Starting a Wine Collection - Ten Steps to Successful StartsWhile most wine drinkers are happy to quaff their latest purchases with little thought to anything but pure enjoyment, others see wine as more of a collectable. Wine collectors come in a variety of guises – some are just out to stock their cellars with the finest wine on the planet, some buy red wine exclusively and others buy in bargain wines they might find by the case.

Then there are those with every intention of making a small fortune…eventually.

We all know wine can be a pricey commodity – you may remember reading about a pair of 170-year-old bottles of champagne being found on a shipwreck in 2011 and selling for over $78,000 each. These kinds of treasures are rare to say the least, but this doesn’t mean that anyone with the genuine desire to do so can’t make something big of what starts life as a humble wine collection.

And with online wine delivery services now covering the UK, it’s never been easier to get the world’s finest wines delivered to your door.

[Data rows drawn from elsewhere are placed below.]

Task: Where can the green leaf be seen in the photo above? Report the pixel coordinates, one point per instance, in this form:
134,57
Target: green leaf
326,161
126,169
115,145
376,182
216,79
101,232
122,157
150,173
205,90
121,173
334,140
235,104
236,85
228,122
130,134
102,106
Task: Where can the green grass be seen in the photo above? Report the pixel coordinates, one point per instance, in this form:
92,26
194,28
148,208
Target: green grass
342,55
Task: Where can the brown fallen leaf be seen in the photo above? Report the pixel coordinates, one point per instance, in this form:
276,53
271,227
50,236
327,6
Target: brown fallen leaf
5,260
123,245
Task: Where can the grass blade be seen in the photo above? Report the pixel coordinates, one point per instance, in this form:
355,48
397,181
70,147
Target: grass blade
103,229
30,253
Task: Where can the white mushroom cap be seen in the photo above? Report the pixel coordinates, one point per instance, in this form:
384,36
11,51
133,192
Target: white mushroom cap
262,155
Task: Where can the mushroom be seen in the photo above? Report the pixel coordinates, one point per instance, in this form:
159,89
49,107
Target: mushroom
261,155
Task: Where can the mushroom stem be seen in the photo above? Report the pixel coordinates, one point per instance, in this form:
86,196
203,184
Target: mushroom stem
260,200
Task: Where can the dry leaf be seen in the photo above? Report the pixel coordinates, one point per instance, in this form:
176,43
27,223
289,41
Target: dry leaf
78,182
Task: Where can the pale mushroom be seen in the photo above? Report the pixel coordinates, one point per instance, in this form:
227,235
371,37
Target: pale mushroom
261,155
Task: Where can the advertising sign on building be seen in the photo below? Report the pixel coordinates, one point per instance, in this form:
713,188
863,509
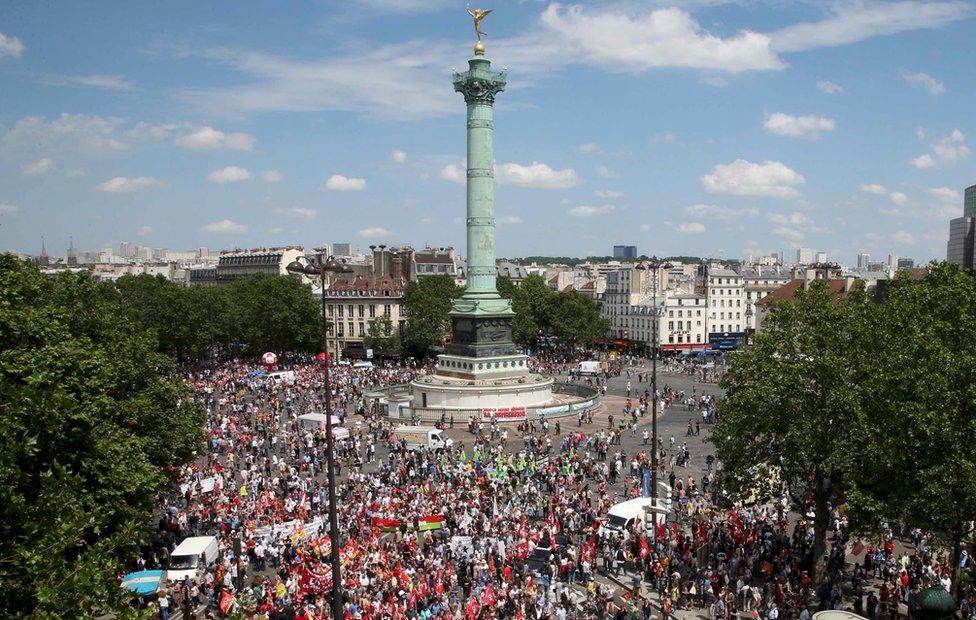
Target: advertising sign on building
504,414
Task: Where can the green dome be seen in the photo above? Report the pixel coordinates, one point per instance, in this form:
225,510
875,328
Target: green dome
934,603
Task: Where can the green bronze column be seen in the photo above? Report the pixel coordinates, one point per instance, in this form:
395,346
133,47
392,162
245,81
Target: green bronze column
479,85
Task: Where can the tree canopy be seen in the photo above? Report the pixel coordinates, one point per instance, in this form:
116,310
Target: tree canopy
95,421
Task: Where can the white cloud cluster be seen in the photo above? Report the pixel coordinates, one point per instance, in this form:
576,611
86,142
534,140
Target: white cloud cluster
340,183
10,46
536,176
807,127
947,151
225,226
375,232
210,138
664,37
713,212
39,167
126,185
923,80
745,178
230,174
590,211
829,87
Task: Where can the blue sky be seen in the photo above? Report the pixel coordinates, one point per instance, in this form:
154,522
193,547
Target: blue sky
695,127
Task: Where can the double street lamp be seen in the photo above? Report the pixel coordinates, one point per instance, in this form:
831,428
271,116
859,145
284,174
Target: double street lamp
319,266
654,265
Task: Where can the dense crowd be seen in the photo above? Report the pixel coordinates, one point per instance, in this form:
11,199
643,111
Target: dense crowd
489,528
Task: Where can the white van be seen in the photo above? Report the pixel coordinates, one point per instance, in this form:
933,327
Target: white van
191,557
591,368
423,437
622,516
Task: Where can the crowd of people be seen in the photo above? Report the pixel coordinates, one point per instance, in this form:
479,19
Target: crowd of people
500,525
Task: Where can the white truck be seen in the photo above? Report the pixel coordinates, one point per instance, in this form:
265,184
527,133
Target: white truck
191,557
589,368
417,437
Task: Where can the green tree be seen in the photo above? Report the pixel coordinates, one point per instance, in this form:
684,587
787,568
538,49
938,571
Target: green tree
427,303
915,457
792,405
576,318
95,423
382,337
273,313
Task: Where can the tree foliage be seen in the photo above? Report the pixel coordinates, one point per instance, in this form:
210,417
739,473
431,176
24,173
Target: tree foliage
254,314
95,420
427,303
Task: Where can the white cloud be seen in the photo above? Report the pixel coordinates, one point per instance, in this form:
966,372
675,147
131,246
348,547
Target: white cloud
340,183
665,37
39,167
857,21
691,228
785,232
946,194
899,199
874,188
454,173
301,212
829,87
225,227
230,174
210,138
535,175
947,151
923,161
588,211
903,238
712,212
10,46
125,185
744,178
807,127
375,232
107,82
924,80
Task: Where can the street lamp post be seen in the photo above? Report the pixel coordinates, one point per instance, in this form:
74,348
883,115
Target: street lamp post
654,264
320,266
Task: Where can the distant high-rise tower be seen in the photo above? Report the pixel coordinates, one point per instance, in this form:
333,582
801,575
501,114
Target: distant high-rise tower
72,253
43,260
962,233
862,261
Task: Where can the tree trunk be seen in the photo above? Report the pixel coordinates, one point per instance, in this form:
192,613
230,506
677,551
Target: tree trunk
820,522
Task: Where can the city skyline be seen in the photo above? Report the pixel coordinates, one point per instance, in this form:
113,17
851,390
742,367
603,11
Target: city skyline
711,129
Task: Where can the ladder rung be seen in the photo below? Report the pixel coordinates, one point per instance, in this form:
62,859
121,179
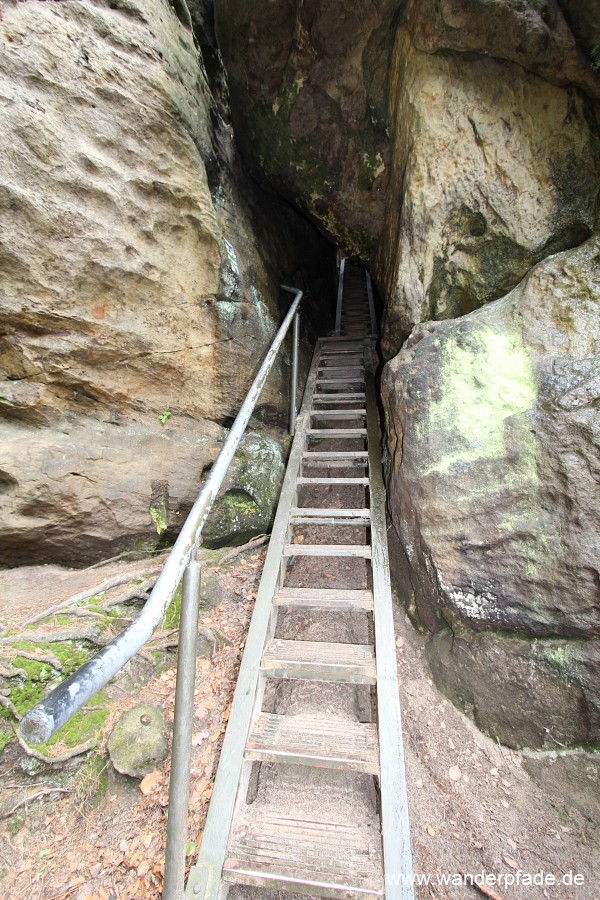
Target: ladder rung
320,661
324,741
358,368
338,413
337,432
269,849
325,598
336,454
359,550
339,398
359,480
330,513
349,380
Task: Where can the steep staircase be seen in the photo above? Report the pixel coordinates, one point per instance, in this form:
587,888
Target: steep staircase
310,795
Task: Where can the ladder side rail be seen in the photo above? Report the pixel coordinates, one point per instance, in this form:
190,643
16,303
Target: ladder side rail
338,310
205,876
397,853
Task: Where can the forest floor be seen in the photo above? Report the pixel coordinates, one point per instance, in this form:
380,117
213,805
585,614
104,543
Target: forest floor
475,807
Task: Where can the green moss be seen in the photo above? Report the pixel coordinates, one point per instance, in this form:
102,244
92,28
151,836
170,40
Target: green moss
370,168
241,505
39,679
171,619
158,514
486,380
83,726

So if wine collecting sounds like something you’d like to have a go at, have a look at our top ten tips for getting off to a successful and enjoyable start:

 

1 – Be Sure You Can Afford It

It’s (very!) unlikely that you’re going to make any real money from your wine collection for quite some time, which in turn means you cannot bank on it for quick returns. As such, it’s never a good idea to pump a load of money into a wine collection and leave yourself unable to pay the mortgage, cover the utilities and generally live without something of a safety net.

 

2 – Document from Day One

It’s easy to keep track of your collection when you’re only five bottles into it – five hundred bottles is another matter entirely. So to make sure you know what’s what, use a spreadsheet or any specialist software program to note down the location, purchase price, purchase date and batch number of every bottle.

 

3 – Assess You Cellar

Old wine in particular needs to be handled with gloves and stored in a cellar with a temperature of around 55°F (12 - 13°C) and 75% relative humidity. If you’re unable to provide the ideal environment, you run the risk of ruining a fair few of the bottles you invest in…something to think long and hard about before taking delivery of several cases of wine. For those with this problem there are wine storage facilities available in the major cities that offer the perfect stable environment to protect your wine investment.

 

4 – What’s it Worth Today?

Be realistic – a bottle of £4.99 wine carrying the supermarket’s own brand isn’t going to appreciate in value much over the next few decades…chances are it won’t even be drinkable! If you’re collecting with future value in mind, make sure each bottle is actually worth saving in the first place! Do your research beforehand.

 

5 – Keep the Paperwork

You might get some documentation with any given bottle of wine you buy…keep it! From the purchase receipt to any certificate of authenticity and also the contact details of the place you bought it from, you never know when you might need to verify the provenance of a wine especially if you decide to sell at auction in the future.

 

6 – Appraise and Insure

Tell your insurance company after a fire that you had a wine collection worth £5,000 and they might offer their sympathies but little else. On the other hand if you have your wine collection appraised by a professional and added to your insurance premium you’re fully covered. One tip though – get it appraised regularly as you never know how much it may have increased in value since last time. Like all commodities wine is subject to sudden market movements.

 

7 – Softly, Softly

Resist the urge to prod, poke and generally play with your wine collection – old wines in particular do not react well to being messed around with. If you intend to drink a genuinely old wine, it needs to be left completely untouched for at least four to six weeks before being opened.

 

8 – How Much?

If you find yourself being offered the chance to buy wine with a value of £1,000 for a price of £100 do you honestly think it’s the real deal? It’s easy to get hold of really old wine bottles or wine labels these days and just fill them with cheap plonk to sell on as true rarities – be aware of this tactic at all times. Every few years there is a big story about wine fraud committed by unscrupulous sharks. With wine, as with life in general, if it sounds too good to be true then in all probability it isn't true.

 

9 – Size Isn’t everything

You’re so much better off having a dozen bottles of extreme quality than ten-dozen bottles that aren’t worth anything to anyone. As such, the best advice is to always try your best to resist the temptation to buy wine by the case to fill every single hole in your cellar, just to make it look pretty. You’re buying and keeping your wines to sell on or to enjoy – not to improve the appearance of your cellar…empty bottles will work well enough for that!

 

 10 – Buy for You and You Alone

And our final tip of the ten, it can be tempting to see what everyone else is buying at the time and just follow their example. This can work but there are no guarantees – you’re much better buying in terms of what YOU want and what YOU think represents the best investment opportunity. There’s a huge difference between collecting wines you want and collecting wines you think you should – the latter brings almost no joy or satisfaction whatsoever.